The isolated compounds were evaluated for their antibacterial activity against four bacterial strains including Staphylococcus aureus, Enterococcus faecalis, Escherichia coli and Pseudomonas aeruginosa. Disk diffusion method was employed to evaluate the antibacterial activities of the compounds and diameters of inhibition zones are reported in Table 2. The compounds showed antibacterial activity with variable degrees of potency. Compound 4 showed good activity against Gram-negative bacteria (E. coli and P. aeruginosa ) while it has less inhibitory activity against Gram positive bacteria (S. aureus and E. faecalis ). On the other hand, compound 5 exhibited highest zone of growth inhibition (26 mm) on Gram-positive bacteria, E. faecalis , which is almost comparable to that of reference drug, gentamycin (27 mm). This is may be related to the polar/none polar nature of the compounds, as the two compounds differ from one another by presence of free phenolic group in compound 5. It is therefore believed that compound 4 with no free phenolic group is less polar and can pass the outer lipid membrane of the Gram-negative bacteria. Whereas, gram positive bacterias which have no such preventive barrier were expected to be most susceptible to the more polar compound 5.
|1||2||3||4||5||6||7||G (+)||DMSO (-)|
Key: These results are average results of three experiments. -: Not active; G: Gentamycin, DMSO: Dimethyl sulfoxide.
Table 2: In vitro antibacterial (Diameter of Zone of Growth Inhibition (mm)) activities of the compounds.

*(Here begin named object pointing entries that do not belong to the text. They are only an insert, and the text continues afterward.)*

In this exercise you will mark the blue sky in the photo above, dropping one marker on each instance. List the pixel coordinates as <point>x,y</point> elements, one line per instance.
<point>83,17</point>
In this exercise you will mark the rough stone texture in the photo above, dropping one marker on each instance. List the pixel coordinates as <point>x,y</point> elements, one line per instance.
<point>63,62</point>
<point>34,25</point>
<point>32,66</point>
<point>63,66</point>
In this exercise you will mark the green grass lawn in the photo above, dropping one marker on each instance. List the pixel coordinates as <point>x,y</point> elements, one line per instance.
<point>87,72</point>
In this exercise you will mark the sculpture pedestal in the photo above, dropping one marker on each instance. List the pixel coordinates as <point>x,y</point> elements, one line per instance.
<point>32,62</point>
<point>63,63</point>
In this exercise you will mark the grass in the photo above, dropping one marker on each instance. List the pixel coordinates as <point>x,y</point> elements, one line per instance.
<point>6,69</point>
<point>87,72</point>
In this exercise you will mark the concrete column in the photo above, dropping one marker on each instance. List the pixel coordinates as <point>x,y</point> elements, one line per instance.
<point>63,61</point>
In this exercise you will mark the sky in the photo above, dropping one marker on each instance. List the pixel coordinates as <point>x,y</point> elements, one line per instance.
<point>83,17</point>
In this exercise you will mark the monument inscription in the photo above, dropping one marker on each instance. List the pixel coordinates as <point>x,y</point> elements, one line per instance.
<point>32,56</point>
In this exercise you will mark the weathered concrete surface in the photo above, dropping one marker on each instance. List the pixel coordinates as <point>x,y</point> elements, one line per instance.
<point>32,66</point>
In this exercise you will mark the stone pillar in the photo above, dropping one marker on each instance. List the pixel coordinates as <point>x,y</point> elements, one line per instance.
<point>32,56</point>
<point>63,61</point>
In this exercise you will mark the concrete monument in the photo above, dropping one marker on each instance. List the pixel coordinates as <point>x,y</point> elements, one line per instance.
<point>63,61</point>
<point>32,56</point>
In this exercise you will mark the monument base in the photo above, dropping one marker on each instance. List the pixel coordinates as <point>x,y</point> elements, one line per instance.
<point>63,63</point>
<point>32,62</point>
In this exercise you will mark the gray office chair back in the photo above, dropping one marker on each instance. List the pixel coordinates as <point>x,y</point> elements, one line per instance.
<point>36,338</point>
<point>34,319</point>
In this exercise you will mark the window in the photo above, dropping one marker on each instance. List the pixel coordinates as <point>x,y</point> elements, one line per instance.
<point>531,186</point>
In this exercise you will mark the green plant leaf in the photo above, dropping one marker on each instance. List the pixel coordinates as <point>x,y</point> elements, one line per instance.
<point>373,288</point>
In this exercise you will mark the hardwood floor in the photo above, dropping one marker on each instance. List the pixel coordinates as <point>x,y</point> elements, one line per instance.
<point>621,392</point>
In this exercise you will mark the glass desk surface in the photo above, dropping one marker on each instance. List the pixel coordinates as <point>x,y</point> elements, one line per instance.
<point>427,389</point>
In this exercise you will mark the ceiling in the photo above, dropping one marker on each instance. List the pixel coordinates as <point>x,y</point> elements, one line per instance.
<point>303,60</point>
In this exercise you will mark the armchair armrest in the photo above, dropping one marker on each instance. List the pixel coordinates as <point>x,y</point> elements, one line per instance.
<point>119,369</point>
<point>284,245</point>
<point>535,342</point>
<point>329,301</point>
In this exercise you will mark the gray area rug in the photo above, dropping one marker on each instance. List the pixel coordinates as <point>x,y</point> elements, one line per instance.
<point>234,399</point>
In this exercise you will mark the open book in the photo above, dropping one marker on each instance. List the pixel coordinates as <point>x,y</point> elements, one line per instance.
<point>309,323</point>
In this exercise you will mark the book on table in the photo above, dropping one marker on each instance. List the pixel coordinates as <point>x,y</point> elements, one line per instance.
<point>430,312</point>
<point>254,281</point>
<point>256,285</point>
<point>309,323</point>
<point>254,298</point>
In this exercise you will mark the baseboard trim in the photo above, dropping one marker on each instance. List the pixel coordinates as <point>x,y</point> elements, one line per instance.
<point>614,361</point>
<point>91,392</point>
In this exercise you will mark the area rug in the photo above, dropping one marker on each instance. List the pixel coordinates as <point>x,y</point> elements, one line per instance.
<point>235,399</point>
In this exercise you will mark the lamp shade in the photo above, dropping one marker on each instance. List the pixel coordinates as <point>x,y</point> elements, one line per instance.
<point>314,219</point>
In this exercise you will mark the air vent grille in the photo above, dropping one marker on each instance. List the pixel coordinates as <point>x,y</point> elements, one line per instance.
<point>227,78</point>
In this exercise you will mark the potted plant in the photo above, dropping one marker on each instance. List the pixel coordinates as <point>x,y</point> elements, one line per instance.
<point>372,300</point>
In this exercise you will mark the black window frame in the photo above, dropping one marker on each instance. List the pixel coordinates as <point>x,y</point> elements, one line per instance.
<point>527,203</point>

Chloroquine-resistant (W2) strain of Plasmodium falciparum was used for antiplasmodial activity test with chloroquine (IC50=0.01 μg/mL) as positive controls, as described in previous reports. Compounds 3, 4, 5 and 6 showed antimalarial activity with IC50 values of 5.00, 0.92, 12.84 and 8.00 μg/mL respectively whereas the rest of the compounds showed little or no inhibitory activity.
A new dihydroisocoumarin was isolated along with six other known compounds from the rhizome of A. pulcherrima. Some of the compounds showed antibacterial activity with the highest activity observed for compound 5, whose activity is comparable to the reference drug (gentamycin) against E. faecalis, supports the traditional uses of the plant. This could give insight about the potentials of these compounds as lead structure in development of antibacterial drugs.
This work was supported by the International Foundation for Sciences, Stockholm, Sweden, through a grant to Negera Abdissa (IFS, Grant No: F/5778-1).
The authors declare that there is no conflict of interest.